Paar Schritte weiter läuft Russisches Roulett
Für Schutzengel, die arbeitslos sind,
Der Revolver, der rumgeht, ist sicher,
Denn da sind sechs Kugeln drin.
Wird es nie mehr hell im Parkett?
Ist wirklich alles zu spät
Hier im Bahnhofskino?
Es führt ein Drahtseil von einem Minarett
Bis zu einem Dom, der als Parkhaus verkleidet die Luft anhält.
Darauf balanciert ein leeres Trojanisches Pferd,
“Was soll das?“, brüllt es noch, ehe es in Zeitlupe runterfällt.

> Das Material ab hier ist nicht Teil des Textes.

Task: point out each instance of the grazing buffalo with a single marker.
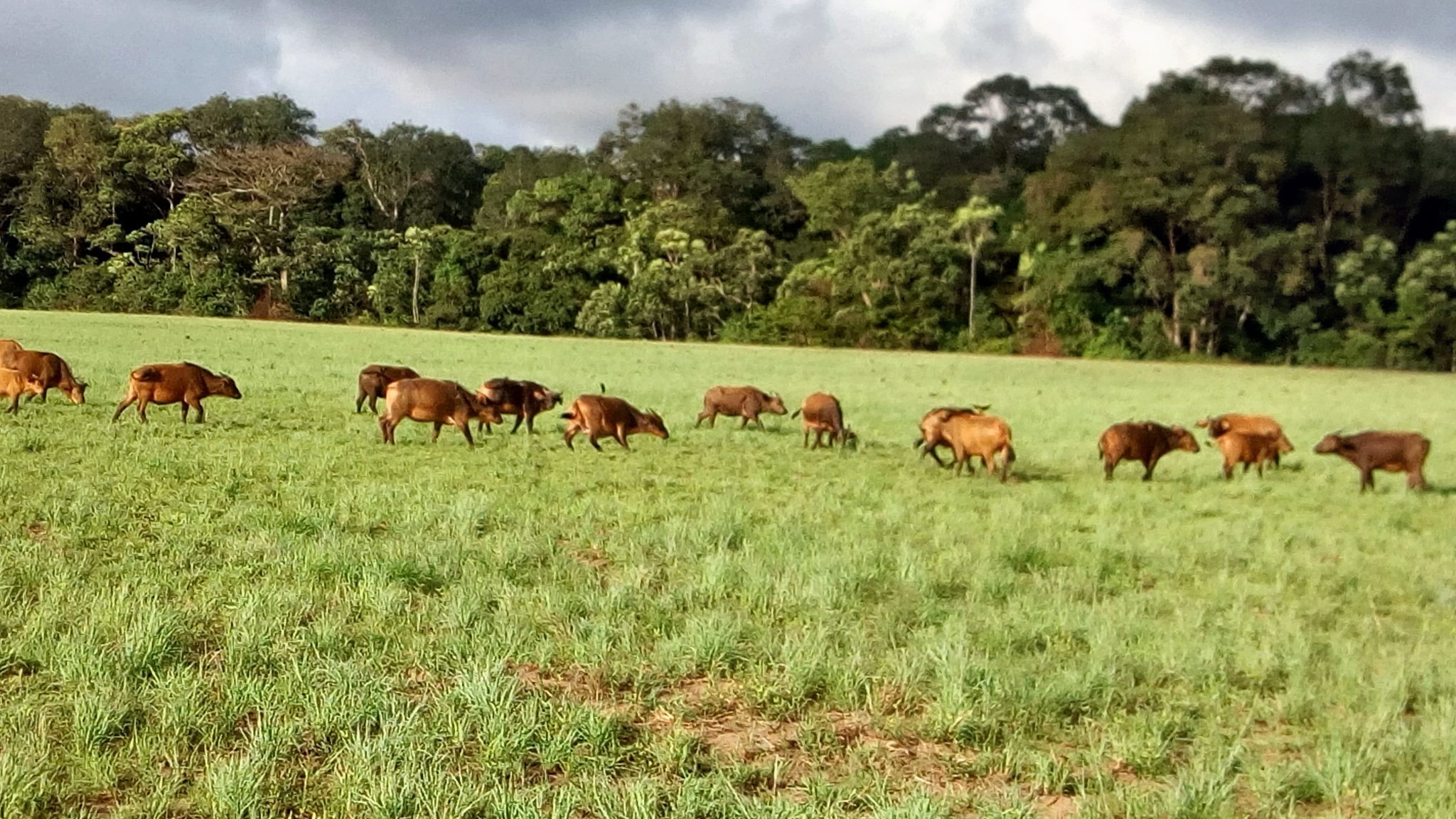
(1143, 442)
(975, 434)
(822, 414)
(1248, 449)
(375, 379)
(931, 437)
(433, 401)
(1218, 426)
(520, 398)
(48, 370)
(1393, 452)
(604, 416)
(14, 385)
(172, 384)
(739, 401)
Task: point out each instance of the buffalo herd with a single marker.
(967, 432)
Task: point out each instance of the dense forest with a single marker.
(1236, 212)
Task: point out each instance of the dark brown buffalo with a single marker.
(822, 414)
(14, 385)
(1248, 449)
(48, 370)
(520, 398)
(931, 437)
(171, 384)
(740, 402)
(1143, 442)
(973, 434)
(433, 401)
(604, 416)
(375, 379)
(1218, 426)
(1393, 452)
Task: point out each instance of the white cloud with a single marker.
(498, 70)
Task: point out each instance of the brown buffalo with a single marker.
(171, 384)
(520, 398)
(1143, 442)
(433, 401)
(375, 379)
(1248, 449)
(1251, 426)
(48, 370)
(975, 434)
(931, 437)
(740, 401)
(14, 385)
(1393, 452)
(604, 416)
(822, 414)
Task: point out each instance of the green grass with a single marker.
(277, 616)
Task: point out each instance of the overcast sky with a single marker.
(558, 70)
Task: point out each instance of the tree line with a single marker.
(1236, 210)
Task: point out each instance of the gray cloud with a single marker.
(558, 72)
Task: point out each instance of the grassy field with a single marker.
(277, 616)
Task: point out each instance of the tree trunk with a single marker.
(414, 298)
(970, 316)
(1177, 321)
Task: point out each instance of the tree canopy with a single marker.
(1235, 210)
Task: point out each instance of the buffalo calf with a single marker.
(973, 434)
(604, 416)
(1219, 426)
(48, 370)
(432, 401)
(1145, 442)
(1393, 452)
(931, 424)
(14, 385)
(823, 414)
(375, 379)
(171, 384)
(739, 402)
(1248, 449)
(520, 398)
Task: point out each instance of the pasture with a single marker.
(277, 616)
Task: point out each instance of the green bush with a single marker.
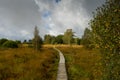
(10, 44)
(106, 29)
(2, 41)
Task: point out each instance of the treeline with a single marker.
(104, 34)
(67, 38)
(5, 43)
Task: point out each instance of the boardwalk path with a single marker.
(62, 74)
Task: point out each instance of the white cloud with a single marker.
(19, 17)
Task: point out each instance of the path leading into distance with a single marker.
(62, 74)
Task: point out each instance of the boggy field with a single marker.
(27, 64)
(82, 64)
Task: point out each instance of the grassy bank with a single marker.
(82, 64)
(26, 64)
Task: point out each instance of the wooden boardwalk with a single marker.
(62, 74)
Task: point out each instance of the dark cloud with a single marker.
(18, 17)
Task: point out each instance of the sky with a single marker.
(18, 18)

Es wird im Namen des Volkes verwarnt
Von einem Henker, der veitstanzt und tobt:
Einfach fallen sei unverantwortlich,
Wir säßen alle im selben Boot.
Einstein, der im Schatten der Bombe
Rotz und Wasser flennt, weil selbst jetzt keiner ihm näher kommt
Und ihm beim Kreuzworträtsel hilft, beim letzten Wort:
“Afrikanischer Fluss mit drei Buchstaben“ – findet er nicht.

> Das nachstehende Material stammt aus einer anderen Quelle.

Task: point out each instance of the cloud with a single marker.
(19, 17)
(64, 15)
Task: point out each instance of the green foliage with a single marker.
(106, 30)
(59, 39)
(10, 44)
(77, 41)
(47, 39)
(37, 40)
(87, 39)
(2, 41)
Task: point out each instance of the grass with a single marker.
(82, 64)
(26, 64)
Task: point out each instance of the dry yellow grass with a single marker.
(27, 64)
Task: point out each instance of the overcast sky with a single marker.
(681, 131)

Vom Berg Sinai kommt über Fernschreiber
Gerade das Elfte Gebot,
Während Dürer die Apokalyptischen Reiter
Nach Zahlen buntmalt.
Wird es nie mehr hell im Parkett?
Ist wirklich alles zu spät
Hier im Bahnhofskino?
Castaneda, Karl May, Brecht, Wilhelm Busch, Chuck Berry und Fritz Lang
Pokern um das Patent vom Perpetuum mobile.
Der ewige Verlierer wagt alles, setzt auf Null und sprengt die Bank.
Es regnet Petrodollar, Silberlinge, Lire, Yen, Peseten,
Drachmen und Deutschmark, die allesamt nicht koscher sind,
Denn auf all den Münzen ist Janus drauf, der eben enttarnt wurde als Pawlowscher Hund.
Jedes zweite Hummelfigürchen dreht durch und macht auch noch zu guter Letzt Stunk.
Aus Verzweiflung setzt sich Aga Khan
Seinen goldenen Schuss in einer Nische, wo ihn keiner sieht,
Und schreibt mit Lippenstift: „Midas ist bloß ein Scharlatan“
Auf die Scherben des Spiegels in der Präsidentensuite.
Buster Keaton lacht sich halb kaputt,
Weil ihn immer noch keine Sau versteht,
Denn das Licht da am Ende des Tunnels
Ist eine Panoramatapete.
Der Morgen ist grau, du schläfst in meinem Arm,
Dein Atem geht ruhig, die Turmuhr schlägt fünfmal an.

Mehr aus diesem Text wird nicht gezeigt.